2024-05-01

The issue

When we unshare CLONE_NEWPID in a go program, we got an EINVAL error. Following is the test code.

            package main
            import (
                    "fmt"
                    "os"
                    "os/exec"
                    "syscall"
            )
            func main() {
                    // Unshare the PID namespace
                    if err := syscall.Unshare(syscall.CLONE_NEWPID); err != nil {
                            fmt.Fprintf(os.Stderr, "Error unsharing PID namespace: %v\n", err)
                            os.Exit(1)
                    }
                    // 此时,当前进程是新 PID namespace 中的第一个进程
                    // 运行一个 shell
                    cmd := exec.Command("/bin/sh")
                    // 设置文件描述符
                    cmd.Stdin = os.Stdin
                    cmd.Stdout = os.Stdout
                    cmd.Stderr = os.Stderr
                    // Run the command
                    if err := cmd.Run(); err != nil {
                            fmt.Fprintf(os.Stderr, "Error running shell: %v\n", err)
                            os.Exit(1)
                    }
                    fmt.Println("Exited shell")
            }

As we can see

            root@xxx:~# ./test
            Error unsharing PID namespace: invalid argument

This first surprises me as the Linux’s has supported pid namespace very long ago. After some tests, I found this only occurs in Linux 3.10.

The solution

Then I go to the unshare source.

Following code got my attention:

When the application specify CLONE_NEWPID, it also set the flags with CLONE_THREAD, CLONE_VM and CLONE_SIGHAND.

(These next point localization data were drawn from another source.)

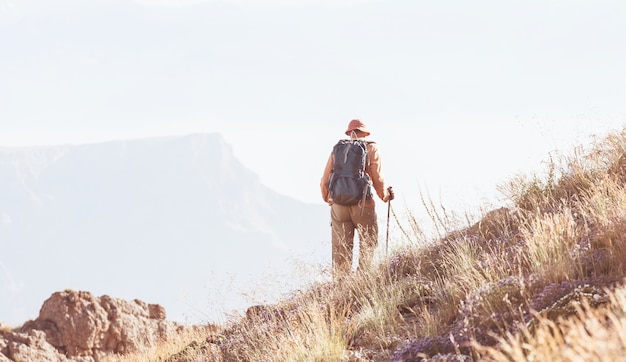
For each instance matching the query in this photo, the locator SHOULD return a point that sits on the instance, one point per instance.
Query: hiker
(349, 214)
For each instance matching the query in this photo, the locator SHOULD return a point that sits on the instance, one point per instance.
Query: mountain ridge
(114, 217)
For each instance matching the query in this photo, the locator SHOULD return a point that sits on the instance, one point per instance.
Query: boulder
(76, 326)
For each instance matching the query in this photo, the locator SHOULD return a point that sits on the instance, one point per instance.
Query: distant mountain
(176, 221)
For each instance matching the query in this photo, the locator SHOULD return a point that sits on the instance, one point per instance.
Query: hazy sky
(460, 95)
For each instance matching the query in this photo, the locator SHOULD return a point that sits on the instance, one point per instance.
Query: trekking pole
(387, 238)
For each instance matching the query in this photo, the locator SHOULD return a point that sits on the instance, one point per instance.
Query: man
(345, 219)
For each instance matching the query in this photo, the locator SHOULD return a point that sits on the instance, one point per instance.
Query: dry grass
(539, 280)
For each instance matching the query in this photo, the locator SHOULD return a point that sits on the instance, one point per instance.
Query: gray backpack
(349, 184)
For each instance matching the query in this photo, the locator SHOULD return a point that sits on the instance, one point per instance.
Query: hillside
(540, 279)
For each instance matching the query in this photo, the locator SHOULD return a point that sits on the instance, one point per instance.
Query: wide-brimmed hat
(357, 125)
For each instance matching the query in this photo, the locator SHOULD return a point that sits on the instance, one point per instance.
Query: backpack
(349, 184)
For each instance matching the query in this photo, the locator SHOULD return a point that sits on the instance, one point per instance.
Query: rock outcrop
(76, 326)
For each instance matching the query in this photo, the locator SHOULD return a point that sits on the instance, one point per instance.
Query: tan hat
(357, 125)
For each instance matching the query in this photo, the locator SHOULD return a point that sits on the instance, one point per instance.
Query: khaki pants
(344, 221)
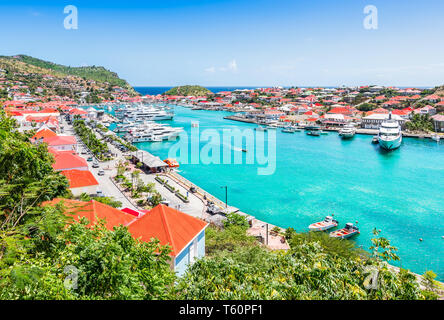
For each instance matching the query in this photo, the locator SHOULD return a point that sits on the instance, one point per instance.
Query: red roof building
(169, 225)
(93, 211)
(80, 178)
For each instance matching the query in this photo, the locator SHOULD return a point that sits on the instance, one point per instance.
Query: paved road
(194, 208)
(105, 185)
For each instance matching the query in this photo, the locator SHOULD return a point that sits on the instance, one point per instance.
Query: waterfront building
(81, 181)
(68, 160)
(60, 143)
(149, 162)
(438, 121)
(93, 211)
(374, 120)
(183, 233)
(42, 133)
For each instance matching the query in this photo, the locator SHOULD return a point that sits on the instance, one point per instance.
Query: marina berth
(326, 224)
(390, 135)
(150, 162)
(348, 131)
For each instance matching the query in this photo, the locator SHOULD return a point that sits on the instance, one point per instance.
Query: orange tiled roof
(80, 178)
(67, 160)
(60, 140)
(45, 133)
(170, 226)
(93, 210)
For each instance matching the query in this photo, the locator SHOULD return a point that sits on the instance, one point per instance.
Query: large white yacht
(142, 113)
(348, 131)
(152, 132)
(390, 135)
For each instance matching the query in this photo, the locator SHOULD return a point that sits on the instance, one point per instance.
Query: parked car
(165, 202)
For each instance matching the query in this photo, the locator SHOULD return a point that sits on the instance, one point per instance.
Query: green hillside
(188, 91)
(99, 74)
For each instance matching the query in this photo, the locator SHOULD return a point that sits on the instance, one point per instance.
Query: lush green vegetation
(420, 122)
(44, 254)
(26, 174)
(91, 72)
(106, 200)
(188, 91)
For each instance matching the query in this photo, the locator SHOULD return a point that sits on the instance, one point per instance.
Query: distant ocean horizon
(154, 90)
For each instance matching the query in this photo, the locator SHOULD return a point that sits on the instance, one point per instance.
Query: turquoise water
(400, 192)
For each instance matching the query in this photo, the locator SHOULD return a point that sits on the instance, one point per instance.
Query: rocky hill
(62, 79)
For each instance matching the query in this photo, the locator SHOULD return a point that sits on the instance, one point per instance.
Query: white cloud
(210, 69)
(231, 66)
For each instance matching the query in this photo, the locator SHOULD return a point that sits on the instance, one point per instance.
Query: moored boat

            SYSCALL_DEFINE1(unshare, unsigned long, unshare_flags)
            {
            ...
                    if (unshare_flags & CLONE_NEWPID)
                            unshare_flags |= CLONE_THREAD;
                    /*
                    * If unsharing a thread from a thread group, must also unshare vm.
                    
            /
                    if (unshare_flags & CLONE_THREAD)
                            unshare_flags |= CLONE_VM;
                    /
                    * If unsharing vm, must also unshare signal handlers.
                    */
                    if (unshare_flags & CLONE_VM)
                            unshare_flags |= CLONE_SIGHAND;
            ...
            }

Later in the unshare function it will check if the one of the CLONE_THREAD, CLONE_SIGHAND , CLONE_VM is set and the process has more than one threads, it will returen EINVAL.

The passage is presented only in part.